Inflation of raw materials?

U
Unknown Analyst

No, inflation in general.

U
Unknown Executive

Logistics, personnel, there are many areas in the world ..

U
Unknown Analyst

A company like Ebro finds it difficult to pass on these prices to consumers, to clients. Do you anticipate lower margins and profitability going forward? So it's not only one-offs that we've discussed.

U
Unknown Executive

I disagree with you. We are the fastest in increasing prices. So we have a key differential edge. It takes us only 2 months when it takes others 2 years -- 3 or 4 months. I mean, that shows you how brilliant we are in Ebro Foods, leading change processes, benefiting ourselves with margins, that's having a very strong edge against the competition. It takes others 1 year, let's say. And I think this is a very positive effect, not a negative one, at all.

U
Unknown Analyst

Do you expect to recover any margins or profitability?

U
Unknown Executive

Of course. The Q1 problem, if we compare it with the best quarter of the company, was exclusively related to one of our markets. And will we reflect all this margins of the U.S. in the second quarter or the third quarter? By year-end, we will fully recover everything and catch up. The last month, March, was much better than January and February.
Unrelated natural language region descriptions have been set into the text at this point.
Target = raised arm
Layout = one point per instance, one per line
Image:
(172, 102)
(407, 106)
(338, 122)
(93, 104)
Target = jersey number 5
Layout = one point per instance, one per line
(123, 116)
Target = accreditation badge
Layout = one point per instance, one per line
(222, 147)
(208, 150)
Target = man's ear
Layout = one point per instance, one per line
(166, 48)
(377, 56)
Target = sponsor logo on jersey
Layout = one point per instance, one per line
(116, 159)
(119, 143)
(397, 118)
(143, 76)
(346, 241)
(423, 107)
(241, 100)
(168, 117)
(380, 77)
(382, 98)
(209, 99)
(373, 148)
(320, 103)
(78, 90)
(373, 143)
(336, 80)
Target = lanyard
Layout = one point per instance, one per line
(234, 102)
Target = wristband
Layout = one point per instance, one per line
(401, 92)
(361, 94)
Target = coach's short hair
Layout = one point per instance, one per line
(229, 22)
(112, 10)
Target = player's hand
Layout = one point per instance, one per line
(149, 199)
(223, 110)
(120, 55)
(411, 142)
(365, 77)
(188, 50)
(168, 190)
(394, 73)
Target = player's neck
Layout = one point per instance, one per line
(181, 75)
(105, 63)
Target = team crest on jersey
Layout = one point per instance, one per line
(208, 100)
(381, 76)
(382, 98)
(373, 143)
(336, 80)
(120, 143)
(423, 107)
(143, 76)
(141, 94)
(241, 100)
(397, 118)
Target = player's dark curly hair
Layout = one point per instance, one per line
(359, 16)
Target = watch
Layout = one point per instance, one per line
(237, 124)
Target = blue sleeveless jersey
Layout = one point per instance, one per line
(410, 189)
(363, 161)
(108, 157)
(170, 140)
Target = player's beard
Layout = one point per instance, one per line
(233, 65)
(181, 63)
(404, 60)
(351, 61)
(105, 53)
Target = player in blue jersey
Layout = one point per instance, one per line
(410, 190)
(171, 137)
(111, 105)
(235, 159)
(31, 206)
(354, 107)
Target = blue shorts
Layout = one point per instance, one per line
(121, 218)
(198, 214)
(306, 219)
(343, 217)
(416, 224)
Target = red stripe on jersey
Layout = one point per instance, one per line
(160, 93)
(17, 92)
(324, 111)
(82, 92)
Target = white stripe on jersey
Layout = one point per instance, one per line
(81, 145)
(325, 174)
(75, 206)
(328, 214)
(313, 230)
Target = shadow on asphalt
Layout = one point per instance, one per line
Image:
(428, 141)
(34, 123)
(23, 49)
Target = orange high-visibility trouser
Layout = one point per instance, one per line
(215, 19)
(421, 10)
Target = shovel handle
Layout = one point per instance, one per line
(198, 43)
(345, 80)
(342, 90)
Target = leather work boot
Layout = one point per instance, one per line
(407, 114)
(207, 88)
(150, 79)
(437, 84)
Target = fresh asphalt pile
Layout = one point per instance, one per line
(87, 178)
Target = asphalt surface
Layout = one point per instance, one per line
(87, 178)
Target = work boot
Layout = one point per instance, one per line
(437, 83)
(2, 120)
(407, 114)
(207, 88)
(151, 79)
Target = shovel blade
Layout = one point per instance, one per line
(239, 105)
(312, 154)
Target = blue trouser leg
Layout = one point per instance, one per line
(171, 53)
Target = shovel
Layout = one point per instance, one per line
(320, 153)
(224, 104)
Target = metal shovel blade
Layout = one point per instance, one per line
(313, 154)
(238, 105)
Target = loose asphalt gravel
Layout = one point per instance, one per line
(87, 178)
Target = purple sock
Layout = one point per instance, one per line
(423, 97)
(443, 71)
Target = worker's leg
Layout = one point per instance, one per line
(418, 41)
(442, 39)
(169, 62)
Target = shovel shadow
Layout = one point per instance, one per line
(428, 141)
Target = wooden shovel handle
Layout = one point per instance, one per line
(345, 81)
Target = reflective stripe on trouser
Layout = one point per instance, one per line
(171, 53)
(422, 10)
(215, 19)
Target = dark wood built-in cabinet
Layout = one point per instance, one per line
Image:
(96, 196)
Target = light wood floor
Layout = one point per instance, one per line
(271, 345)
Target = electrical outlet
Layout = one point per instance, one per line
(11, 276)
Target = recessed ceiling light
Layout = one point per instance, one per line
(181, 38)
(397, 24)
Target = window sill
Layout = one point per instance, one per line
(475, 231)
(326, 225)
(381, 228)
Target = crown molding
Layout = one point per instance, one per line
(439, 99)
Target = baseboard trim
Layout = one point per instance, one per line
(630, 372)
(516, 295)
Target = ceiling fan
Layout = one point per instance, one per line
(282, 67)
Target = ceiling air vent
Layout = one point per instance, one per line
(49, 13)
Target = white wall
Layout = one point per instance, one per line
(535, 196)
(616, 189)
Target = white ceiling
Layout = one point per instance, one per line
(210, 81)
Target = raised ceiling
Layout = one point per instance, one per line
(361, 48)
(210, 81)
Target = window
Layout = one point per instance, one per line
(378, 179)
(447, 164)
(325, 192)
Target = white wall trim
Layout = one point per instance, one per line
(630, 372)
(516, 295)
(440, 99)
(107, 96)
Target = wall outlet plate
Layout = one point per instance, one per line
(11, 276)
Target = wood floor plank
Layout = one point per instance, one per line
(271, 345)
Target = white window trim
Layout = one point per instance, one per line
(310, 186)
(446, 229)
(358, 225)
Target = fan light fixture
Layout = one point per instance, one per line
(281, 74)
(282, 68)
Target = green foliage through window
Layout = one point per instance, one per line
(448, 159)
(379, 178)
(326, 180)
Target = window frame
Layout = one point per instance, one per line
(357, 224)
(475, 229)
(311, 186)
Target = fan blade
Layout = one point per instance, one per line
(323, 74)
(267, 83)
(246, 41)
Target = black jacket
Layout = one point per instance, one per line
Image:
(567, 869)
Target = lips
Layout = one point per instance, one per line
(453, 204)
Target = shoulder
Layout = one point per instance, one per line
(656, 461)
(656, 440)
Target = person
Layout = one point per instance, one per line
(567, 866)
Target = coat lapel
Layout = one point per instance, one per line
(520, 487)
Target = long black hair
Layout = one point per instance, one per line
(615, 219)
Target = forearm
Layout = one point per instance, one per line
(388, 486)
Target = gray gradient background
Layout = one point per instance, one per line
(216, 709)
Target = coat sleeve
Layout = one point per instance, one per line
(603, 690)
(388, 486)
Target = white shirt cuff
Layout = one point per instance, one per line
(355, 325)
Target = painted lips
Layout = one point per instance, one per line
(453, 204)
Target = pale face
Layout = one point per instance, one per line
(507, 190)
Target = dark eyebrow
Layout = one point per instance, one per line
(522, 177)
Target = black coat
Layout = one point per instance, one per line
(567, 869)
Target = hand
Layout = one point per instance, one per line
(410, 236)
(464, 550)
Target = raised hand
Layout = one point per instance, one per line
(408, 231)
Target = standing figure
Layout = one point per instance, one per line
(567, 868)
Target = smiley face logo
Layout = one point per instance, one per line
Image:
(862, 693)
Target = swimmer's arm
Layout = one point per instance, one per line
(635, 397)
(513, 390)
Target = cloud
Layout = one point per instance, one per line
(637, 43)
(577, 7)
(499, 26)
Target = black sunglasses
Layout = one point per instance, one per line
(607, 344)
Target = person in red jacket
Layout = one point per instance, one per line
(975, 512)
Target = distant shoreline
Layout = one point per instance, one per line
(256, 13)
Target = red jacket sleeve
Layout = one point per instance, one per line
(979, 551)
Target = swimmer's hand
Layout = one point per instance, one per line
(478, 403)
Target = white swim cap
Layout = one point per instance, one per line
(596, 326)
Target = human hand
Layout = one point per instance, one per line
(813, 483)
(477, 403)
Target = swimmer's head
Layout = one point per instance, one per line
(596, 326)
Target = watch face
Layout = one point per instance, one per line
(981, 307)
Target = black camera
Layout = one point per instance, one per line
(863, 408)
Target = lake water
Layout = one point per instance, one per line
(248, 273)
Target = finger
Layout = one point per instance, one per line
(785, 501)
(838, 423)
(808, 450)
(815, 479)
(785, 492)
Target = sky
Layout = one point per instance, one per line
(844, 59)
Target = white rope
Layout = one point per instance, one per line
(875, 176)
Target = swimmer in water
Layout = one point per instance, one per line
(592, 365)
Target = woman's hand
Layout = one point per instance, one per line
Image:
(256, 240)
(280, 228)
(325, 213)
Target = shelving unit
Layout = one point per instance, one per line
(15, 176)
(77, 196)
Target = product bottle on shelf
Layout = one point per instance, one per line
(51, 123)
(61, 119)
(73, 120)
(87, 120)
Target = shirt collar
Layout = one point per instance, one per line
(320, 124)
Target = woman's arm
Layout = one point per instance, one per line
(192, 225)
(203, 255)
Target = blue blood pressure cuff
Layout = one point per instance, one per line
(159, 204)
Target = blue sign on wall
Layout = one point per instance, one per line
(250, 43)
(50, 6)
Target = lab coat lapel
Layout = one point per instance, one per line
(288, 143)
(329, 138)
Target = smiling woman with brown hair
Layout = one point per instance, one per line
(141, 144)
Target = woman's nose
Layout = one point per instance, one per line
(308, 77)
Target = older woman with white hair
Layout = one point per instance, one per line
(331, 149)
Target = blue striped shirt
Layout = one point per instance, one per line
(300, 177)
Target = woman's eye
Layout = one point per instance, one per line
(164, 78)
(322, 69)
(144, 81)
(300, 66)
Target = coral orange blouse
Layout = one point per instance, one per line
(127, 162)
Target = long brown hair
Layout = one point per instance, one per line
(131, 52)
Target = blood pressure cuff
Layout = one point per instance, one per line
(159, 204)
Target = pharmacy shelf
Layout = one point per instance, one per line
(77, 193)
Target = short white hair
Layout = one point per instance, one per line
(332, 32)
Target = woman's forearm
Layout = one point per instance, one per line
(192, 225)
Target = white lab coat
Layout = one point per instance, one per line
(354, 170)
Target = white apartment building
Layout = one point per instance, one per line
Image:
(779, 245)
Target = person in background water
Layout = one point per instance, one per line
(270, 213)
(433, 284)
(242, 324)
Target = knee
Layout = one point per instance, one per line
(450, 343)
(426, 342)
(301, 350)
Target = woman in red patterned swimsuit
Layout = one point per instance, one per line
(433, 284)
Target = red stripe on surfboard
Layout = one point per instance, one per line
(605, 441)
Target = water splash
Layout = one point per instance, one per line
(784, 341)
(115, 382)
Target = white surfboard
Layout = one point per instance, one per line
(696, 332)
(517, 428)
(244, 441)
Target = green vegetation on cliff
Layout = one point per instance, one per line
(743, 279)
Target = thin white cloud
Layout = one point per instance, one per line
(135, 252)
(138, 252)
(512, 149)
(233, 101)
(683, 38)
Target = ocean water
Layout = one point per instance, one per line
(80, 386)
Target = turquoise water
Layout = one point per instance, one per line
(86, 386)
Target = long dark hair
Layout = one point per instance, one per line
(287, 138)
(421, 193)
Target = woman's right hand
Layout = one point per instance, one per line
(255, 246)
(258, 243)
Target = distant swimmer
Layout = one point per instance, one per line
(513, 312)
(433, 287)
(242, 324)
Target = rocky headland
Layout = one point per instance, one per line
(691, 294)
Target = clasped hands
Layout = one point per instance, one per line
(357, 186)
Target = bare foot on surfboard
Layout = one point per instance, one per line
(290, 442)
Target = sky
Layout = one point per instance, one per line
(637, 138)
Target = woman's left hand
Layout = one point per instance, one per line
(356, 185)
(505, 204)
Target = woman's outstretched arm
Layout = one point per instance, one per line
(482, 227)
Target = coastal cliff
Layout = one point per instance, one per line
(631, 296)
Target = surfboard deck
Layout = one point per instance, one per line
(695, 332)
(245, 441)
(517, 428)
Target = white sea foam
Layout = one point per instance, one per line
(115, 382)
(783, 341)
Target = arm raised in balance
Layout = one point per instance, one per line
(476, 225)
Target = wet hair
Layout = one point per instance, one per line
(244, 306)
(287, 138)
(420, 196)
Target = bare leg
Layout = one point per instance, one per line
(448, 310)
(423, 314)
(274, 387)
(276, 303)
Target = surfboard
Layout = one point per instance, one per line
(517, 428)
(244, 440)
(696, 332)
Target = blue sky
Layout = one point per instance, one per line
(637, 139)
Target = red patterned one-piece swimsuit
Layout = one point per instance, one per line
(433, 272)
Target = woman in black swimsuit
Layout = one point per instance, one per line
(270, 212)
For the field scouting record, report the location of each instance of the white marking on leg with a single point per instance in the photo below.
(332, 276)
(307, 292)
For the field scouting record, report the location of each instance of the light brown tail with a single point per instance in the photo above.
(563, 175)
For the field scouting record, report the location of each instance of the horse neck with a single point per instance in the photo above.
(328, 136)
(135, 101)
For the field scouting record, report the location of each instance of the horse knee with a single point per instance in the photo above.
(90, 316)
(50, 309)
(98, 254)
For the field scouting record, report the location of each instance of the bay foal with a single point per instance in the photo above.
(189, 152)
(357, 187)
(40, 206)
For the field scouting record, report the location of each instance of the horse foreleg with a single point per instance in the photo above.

Things seem to go on a good direction today. I think we are going to recover margins compared with the best period in history. We've lost EUR 15 million in EBITDA, but if you do the qualitative analysis, it's a completely different interpretation. If you just focus on the quantities, obviously, it's different. But if you focus on quality, what a positive result. Any other questions? Well, thank you very much, indeed. Goodbye.